Echó un vistazo al informe que había preparado después de interrogar a los vecinos de Tarpon Drive. Nadie había visto ni oído nada relevante. A continuación cogió el informe del forense. La causa de la muerte había sido la misma en ambos individuos: seccionamiento abrupto de la arteria carótida derecha y pérdida masiva de sangre. «El muy cabrón era zurdo -pensó-. Se situó a su espalda y les cortó la garganta con la cuchilla.» La piel en torno a las heridas sólo presentaba rasguños leves. «Una hoja de navaja, tal vez un cuchillo de caza. Algo endiabladamente afilado.» Ninguna de las dos víctimas presentaba heridas post mortem. «Los mató y los abandonó.» Las heridas previas incluían hematomas en los brazos, habituales en estos casos. El asesino los había atado con tal brutalidad que el cordel les chamuscó la piel. Los había amordazado con cinta adhesiva. El varón presentaba una contusión en la frente, el labio partido y dos costillas fracturadas. Los nudillos de la mano derecha presentaban desgarrones y residuos de pintura, y las patas de la silla habían rayado el suelo de linóleo de la cocina. «Por lo menos opuso resistencia, aunque no fuera más que un momento. Debió de ser el segundo; se destrozó las manos intentando liberarse hasta que lo golpearon en el tronco y la cabeza.» La mujer no presentaba indicios de agresión sexual pese a haber sido hallada desnuda. «Humillación.» Shaeffer recordó haber visto las ropas de la anciana pulcramente dobladas en un rincón de la cocina. Pulcramente dobladas. Pero ¿quién las doblaría? ¿La víctima o el asesino? Los rastros debajo de las uñas no habían dado ninguna respuesta. Los cuerpos habían sido analizados en la morgue, pero sin éxito.

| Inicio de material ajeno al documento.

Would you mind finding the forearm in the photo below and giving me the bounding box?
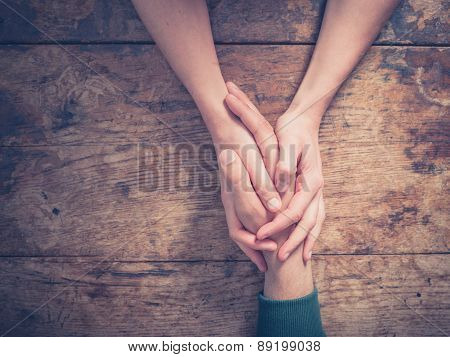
[133,0,232,136]
[289,0,399,121]
[264,185,314,300]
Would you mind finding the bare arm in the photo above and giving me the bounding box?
[257,0,399,260]
[133,0,281,271]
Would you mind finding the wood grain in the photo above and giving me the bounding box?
[0,45,450,146]
[0,0,450,336]
[0,255,450,336]
[0,0,449,44]
[0,138,450,260]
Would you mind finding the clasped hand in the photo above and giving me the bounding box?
[215,82,325,272]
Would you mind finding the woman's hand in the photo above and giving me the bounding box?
[213,83,281,271]
[219,150,277,272]
[257,111,325,261]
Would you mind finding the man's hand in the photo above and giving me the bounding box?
[219,150,277,272]
[257,112,325,261]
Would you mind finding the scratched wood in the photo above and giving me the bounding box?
[0,255,450,336]
[0,0,450,336]
[0,139,450,260]
[0,45,450,146]
[0,0,449,44]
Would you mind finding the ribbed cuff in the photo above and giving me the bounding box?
[256,289,325,337]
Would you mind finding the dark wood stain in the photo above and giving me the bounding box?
[0,0,450,336]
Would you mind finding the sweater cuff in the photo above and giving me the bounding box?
[256,289,325,337]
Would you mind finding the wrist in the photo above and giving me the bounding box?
[264,245,314,300]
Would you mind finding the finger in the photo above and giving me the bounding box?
[225,82,279,178]
[278,191,320,262]
[237,243,267,273]
[226,81,260,114]
[257,171,323,239]
[275,138,301,192]
[241,144,281,212]
[303,192,325,263]
[219,149,250,192]
[219,150,270,232]
[222,193,277,252]
[230,229,277,252]
[225,94,278,159]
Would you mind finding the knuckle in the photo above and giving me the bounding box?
[311,174,324,191]
[304,219,316,231]
[287,211,303,222]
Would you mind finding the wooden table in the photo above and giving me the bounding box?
[0,0,450,336]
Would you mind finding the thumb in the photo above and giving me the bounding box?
[275,139,301,192]
[219,149,246,192]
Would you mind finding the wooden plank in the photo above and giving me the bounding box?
[0,138,450,260]
[0,0,449,44]
[0,45,450,146]
[0,255,450,336]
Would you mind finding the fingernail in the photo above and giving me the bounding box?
[222,150,236,165]
[277,177,289,192]
[267,197,281,210]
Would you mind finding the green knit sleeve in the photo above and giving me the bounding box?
[256,289,325,337]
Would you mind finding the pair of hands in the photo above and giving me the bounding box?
[215,82,325,272]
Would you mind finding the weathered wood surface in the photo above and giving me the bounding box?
[0,45,450,146]
[0,45,450,259]
[0,0,450,336]
[0,140,450,260]
[0,0,449,44]
[0,255,450,336]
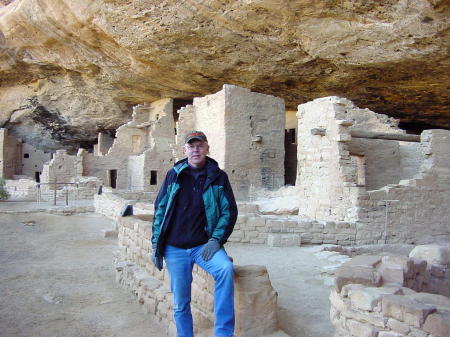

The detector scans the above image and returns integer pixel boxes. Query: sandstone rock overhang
[0,0,450,147]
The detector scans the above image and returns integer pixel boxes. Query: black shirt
[166,165,208,249]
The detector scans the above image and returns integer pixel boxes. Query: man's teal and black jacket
[152,157,237,257]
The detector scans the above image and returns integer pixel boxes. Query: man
[152,131,237,337]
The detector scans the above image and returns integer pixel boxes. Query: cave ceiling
[0,0,450,148]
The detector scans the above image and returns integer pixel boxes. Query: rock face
[0,0,450,147]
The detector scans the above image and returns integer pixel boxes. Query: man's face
[184,140,209,167]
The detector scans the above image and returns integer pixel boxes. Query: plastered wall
[22,143,51,179]
[177,85,285,199]
[296,97,361,221]
[297,97,450,244]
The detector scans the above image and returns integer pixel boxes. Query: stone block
[235,266,278,336]
[408,293,450,312]
[329,289,349,312]
[408,326,428,337]
[430,264,446,278]
[347,319,378,337]
[423,311,450,337]
[267,233,300,247]
[335,261,381,292]
[349,287,401,311]
[341,284,365,297]
[409,245,450,266]
[387,318,411,335]
[102,229,119,239]
[382,295,436,328]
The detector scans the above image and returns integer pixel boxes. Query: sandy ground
[0,204,344,337]
[0,213,165,337]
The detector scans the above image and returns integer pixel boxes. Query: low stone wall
[94,191,154,220]
[330,246,450,337]
[94,191,381,247]
[114,215,277,337]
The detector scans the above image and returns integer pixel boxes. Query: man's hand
[151,245,163,271]
[200,239,220,261]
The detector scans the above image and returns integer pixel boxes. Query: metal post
[384,200,389,244]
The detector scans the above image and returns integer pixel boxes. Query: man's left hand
[200,239,220,261]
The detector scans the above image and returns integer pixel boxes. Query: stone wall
[4,178,37,201]
[296,97,363,221]
[114,214,277,337]
[94,188,156,220]
[357,130,450,244]
[41,150,83,191]
[84,99,175,191]
[330,246,450,337]
[22,143,52,180]
[177,85,285,199]
[296,97,450,244]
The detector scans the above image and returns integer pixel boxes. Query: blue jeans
[164,245,234,337]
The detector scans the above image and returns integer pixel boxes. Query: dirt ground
[0,202,346,337]
[0,213,167,337]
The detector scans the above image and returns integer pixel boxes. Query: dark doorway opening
[109,170,117,188]
[284,129,297,185]
[150,171,158,185]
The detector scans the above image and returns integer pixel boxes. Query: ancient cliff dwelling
[0,0,450,337]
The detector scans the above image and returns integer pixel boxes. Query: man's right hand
[151,246,163,271]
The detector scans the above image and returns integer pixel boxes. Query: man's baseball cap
[184,131,208,144]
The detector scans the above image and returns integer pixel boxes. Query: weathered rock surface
[0,0,450,147]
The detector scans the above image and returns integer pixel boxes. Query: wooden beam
[350,130,420,142]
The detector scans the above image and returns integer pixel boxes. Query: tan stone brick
[387,318,411,335]
[347,319,378,337]
[423,311,450,337]
[349,287,400,311]
[382,295,436,328]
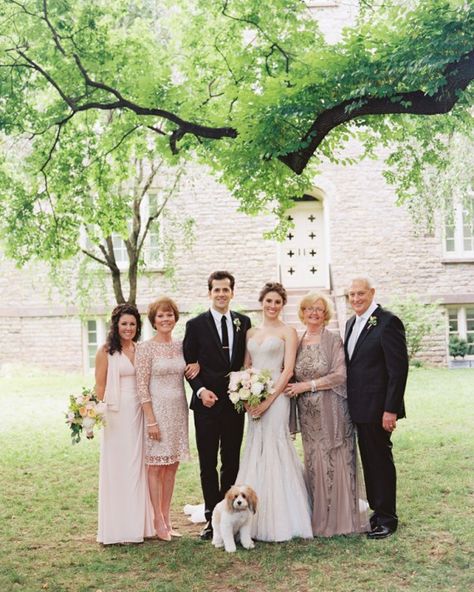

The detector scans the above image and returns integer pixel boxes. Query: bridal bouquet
[66,388,106,444]
[228,368,274,413]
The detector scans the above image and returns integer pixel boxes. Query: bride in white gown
[236,283,313,542]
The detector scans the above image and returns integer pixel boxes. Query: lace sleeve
[316,330,347,397]
[135,343,152,404]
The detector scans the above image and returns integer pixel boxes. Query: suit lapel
[230,311,240,366]
[351,306,380,360]
[206,310,229,363]
[344,316,355,363]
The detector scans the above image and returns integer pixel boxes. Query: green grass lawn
[0,369,474,592]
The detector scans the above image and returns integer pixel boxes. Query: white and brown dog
[212,485,257,553]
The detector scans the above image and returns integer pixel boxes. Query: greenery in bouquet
[65,388,106,444]
[228,368,274,413]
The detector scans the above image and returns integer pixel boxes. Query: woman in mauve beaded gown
[286,293,368,537]
[95,304,155,545]
[137,297,199,541]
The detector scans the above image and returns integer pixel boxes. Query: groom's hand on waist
[198,388,217,407]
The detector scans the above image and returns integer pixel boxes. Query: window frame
[443,195,474,260]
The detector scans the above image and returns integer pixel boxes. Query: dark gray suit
[345,306,408,531]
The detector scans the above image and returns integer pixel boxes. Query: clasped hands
[284,382,311,397]
[184,362,201,380]
[244,399,273,419]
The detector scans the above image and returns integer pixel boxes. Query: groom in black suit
[183,271,250,539]
[344,278,408,539]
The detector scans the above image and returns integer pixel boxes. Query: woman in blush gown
[95,304,155,545]
[236,282,313,542]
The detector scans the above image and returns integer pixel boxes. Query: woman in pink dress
[137,297,199,541]
[95,304,155,545]
[286,292,368,537]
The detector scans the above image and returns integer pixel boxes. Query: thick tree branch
[279,50,474,175]
[81,249,110,267]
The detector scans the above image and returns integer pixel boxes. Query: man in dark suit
[183,271,250,539]
[344,278,408,539]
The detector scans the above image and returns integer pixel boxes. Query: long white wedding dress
[236,336,313,542]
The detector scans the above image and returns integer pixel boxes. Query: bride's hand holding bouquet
[228,368,275,419]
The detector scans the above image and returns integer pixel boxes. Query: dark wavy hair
[105,302,142,355]
[258,282,288,304]
[207,271,235,292]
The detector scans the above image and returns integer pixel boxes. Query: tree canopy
[0,0,474,245]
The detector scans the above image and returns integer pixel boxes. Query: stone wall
[0,0,474,370]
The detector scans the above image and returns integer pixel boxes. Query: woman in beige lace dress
[136,297,199,541]
[286,293,368,536]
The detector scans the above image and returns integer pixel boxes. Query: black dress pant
[356,423,398,531]
[194,405,245,520]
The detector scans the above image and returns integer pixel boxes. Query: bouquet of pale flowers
[228,368,275,419]
[66,388,107,444]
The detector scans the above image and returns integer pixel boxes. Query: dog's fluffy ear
[225,485,240,512]
[245,487,258,514]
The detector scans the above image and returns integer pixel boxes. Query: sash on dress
[104,352,122,411]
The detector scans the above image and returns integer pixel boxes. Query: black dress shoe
[199,522,214,541]
[367,524,394,539]
[370,514,377,530]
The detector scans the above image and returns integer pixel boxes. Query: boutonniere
[367,315,378,329]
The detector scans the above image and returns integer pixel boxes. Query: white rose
[240,370,251,382]
[229,377,239,391]
[95,401,107,415]
[239,388,250,401]
[82,417,95,432]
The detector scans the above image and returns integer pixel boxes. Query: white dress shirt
[347,300,378,359]
[210,306,234,358]
[196,306,234,399]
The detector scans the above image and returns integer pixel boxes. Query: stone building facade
[0,0,474,372]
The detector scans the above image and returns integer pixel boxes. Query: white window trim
[142,190,165,271]
[448,304,474,359]
[82,317,107,373]
[443,198,474,259]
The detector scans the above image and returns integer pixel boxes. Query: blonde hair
[148,296,179,329]
[298,292,334,325]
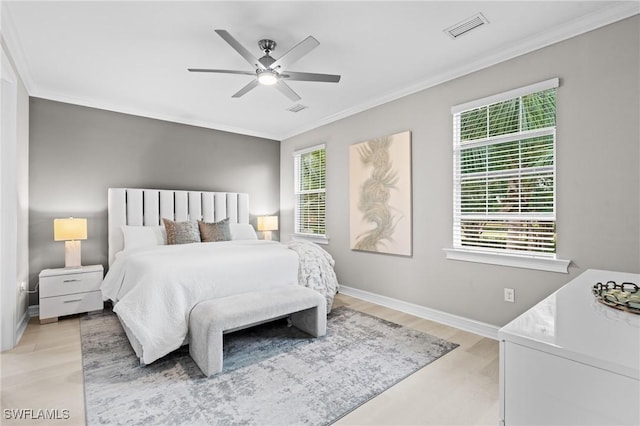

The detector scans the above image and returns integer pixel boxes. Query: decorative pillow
[162,218,200,244]
[198,218,231,243]
[122,225,167,250]
[229,223,258,240]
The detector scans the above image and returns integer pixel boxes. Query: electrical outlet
[504,288,516,303]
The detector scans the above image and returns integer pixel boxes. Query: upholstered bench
[189,285,327,376]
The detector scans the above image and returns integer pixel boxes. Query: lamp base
[64,240,82,268]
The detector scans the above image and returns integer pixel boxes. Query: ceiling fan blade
[215,30,265,69]
[231,79,259,98]
[276,80,302,102]
[280,71,340,83]
[270,36,320,69]
[187,68,256,75]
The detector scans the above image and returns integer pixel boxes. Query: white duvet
[102,240,299,364]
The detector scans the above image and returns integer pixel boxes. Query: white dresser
[498,269,640,426]
[39,265,104,324]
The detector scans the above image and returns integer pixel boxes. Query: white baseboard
[16,309,31,344]
[340,284,500,340]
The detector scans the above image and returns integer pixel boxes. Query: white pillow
[122,225,167,250]
[229,223,258,240]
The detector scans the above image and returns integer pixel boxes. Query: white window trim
[443,78,571,274]
[292,233,329,244]
[292,143,329,240]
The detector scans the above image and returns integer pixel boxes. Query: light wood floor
[0,294,498,426]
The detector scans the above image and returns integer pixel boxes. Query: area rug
[80,307,458,425]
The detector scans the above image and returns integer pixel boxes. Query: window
[293,145,327,239]
[452,79,568,269]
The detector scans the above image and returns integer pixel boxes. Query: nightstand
[39,265,104,324]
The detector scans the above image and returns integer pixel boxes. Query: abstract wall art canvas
[349,131,412,256]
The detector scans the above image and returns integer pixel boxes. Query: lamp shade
[53,217,87,241]
[258,216,278,231]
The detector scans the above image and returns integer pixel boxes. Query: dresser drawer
[40,271,102,297]
[40,290,104,320]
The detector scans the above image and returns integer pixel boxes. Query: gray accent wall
[29,98,280,304]
[280,16,640,326]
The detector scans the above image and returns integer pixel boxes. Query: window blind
[452,79,558,257]
[294,145,327,237]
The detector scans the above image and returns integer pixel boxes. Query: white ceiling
[2,1,640,140]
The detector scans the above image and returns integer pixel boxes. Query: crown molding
[0,2,36,95]
[1,1,640,140]
[30,86,281,141]
[283,1,640,140]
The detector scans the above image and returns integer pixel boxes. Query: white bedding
[102,240,299,364]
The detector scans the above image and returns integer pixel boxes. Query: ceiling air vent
[287,104,309,112]
[444,13,489,39]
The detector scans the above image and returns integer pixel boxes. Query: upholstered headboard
[108,188,249,265]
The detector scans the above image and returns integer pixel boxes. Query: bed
[102,188,338,364]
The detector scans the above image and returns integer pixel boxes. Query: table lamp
[53,217,87,268]
[258,216,278,240]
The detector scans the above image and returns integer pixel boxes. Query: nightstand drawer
[40,271,102,297]
[40,290,104,320]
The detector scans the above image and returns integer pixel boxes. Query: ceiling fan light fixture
[258,70,278,86]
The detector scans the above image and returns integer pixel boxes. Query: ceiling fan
[188,30,340,102]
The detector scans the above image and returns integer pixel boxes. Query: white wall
[280,16,640,326]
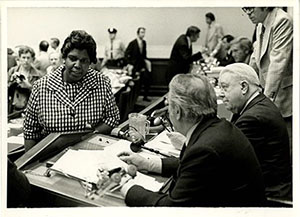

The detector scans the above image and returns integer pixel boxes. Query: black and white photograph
[0,0,300,217]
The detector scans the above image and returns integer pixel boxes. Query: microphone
[130,140,171,157]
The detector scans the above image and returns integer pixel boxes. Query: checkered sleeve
[24,82,42,140]
[102,76,120,127]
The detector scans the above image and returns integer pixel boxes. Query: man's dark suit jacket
[125,117,264,207]
[125,39,147,72]
[232,94,291,197]
[167,35,202,81]
[7,159,31,208]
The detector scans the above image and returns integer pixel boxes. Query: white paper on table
[7,136,24,145]
[52,147,163,191]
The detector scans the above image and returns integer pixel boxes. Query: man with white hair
[219,63,291,200]
[119,74,264,207]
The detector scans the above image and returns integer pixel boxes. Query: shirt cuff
[120,179,136,197]
[147,155,162,174]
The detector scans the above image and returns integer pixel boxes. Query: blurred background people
[8,46,42,114]
[219,63,292,201]
[49,38,60,52]
[125,27,151,101]
[205,12,224,53]
[167,26,202,81]
[210,35,235,66]
[230,36,253,64]
[24,30,120,151]
[7,48,17,72]
[101,28,125,68]
[34,40,50,75]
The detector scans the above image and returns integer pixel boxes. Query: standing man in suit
[219,63,292,201]
[125,27,151,101]
[120,74,264,207]
[167,26,202,82]
[205,12,224,53]
[101,28,125,68]
[242,7,293,153]
[34,40,51,75]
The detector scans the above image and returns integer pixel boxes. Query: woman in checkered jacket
[24,30,120,150]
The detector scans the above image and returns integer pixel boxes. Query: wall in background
[7,7,254,58]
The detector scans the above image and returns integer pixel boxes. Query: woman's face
[49,53,61,66]
[64,48,91,83]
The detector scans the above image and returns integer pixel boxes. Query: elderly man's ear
[174,105,182,120]
[240,81,249,95]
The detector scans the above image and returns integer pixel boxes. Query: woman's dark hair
[185,26,200,37]
[205,12,216,21]
[61,30,97,64]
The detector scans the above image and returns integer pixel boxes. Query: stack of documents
[51,140,163,191]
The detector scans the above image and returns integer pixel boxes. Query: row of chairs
[116,75,141,123]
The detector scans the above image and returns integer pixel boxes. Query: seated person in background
[47,52,62,74]
[205,12,224,53]
[119,74,264,207]
[8,46,42,114]
[167,26,202,82]
[101,28,125,68]
[210,35,235,66]
[7,159,31,208]
[49,38,60,52]
[34,40,50,75]
[219,63,292,200]
[125,27,151,101]
[24,30,120,151]
[7,48,17,71]
[230,37,253,64]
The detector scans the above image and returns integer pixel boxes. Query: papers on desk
[52,140,163,191]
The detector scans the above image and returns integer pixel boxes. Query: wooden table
[22,134,165,207]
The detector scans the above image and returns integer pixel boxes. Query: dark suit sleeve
[161,157,179,177]
[7,160,31,207]
[235,114,265,150]
[125,42,135,65]
[125,149,219,206]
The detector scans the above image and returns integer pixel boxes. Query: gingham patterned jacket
[24,65,120,140]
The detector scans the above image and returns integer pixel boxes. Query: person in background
[7,48,17,72]
[219,63,292,201]
[119,74,265,207]
[8,46,42,114]
[7,159,31,208]
[210,35,235,66]
[205,12,224,54]
[230,37,253,64]
[167,26,202,82]
[242,7,293,153]
[125,27,151,101]
[101,28,125,68]
[34,40,50,75]
[49,38,60,52]
[47,52,62,74]
[24,30,120,151]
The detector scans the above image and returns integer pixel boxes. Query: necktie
[259,25,266,55]
[110,41,113,59]
[159,143,186,193]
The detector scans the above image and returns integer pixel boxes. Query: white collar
[185,122,199,146]
[240,90,260,115]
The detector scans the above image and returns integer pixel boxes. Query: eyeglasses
[242,7,254,15]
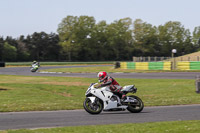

Shaeffer dejó caer el informe sobre la mesa. No era de gran ayuda. Al menos, no a primera vista.

Cogió los resultados del examen preliminar del escenario, harta ya de la jerga de aquellos documentos. La muerte reducida a los términos más fríos y asépticos posibles. Todo medido, pesado, fotografiado y examinado. El cordel utilizado para maniatar a la pareja de ancianos era de nailon textil de 6,5 mm, del que puede encontrarse en cualquier mercería o supermercado. Dos fragmentos, uno de 102 cm y el otro de 97 era, habían sido cortados de un carrete de tres metros y medio, encontrado en la puerta trasera. El asesino había hecho un lazo corredizo para inmovilizar las muñecas de las víctimas y luego había dado dos o tres vueltas de hilo más, terminando con un simple nudo para asegurarse.

Un nudo ordinario, sin nada particular, una cosa temporal, improvisada sobre el terreno. Resistió durante el rato que duró la matanza, pero con algo más de tiempo se habría soltado. Para ella esto significaba una cosa: no fue nadie de la zona, sino de fuera. La mayoría de los vecinos de los cayos saben hacer buenos nudos; todos han atado objetos pesados, como los aparejos de navegación.

Asintió con la cabeza. Medianoche. El asesino entra. Los reduce, los maniata, los amordaza. Ellos creen que es un atraco y que si no oponen resistencia salvarán la vida. Falso. Iba a matarlos. Máximo terror. Rápido. Eficaz. Ni un segundo de más. Un silencioso cuchillo. Nada de disparos que pudieran alertar a los vecinos. Ningún indicio de robo ni de violación. Nada de portazos ni de huidas despavoridas.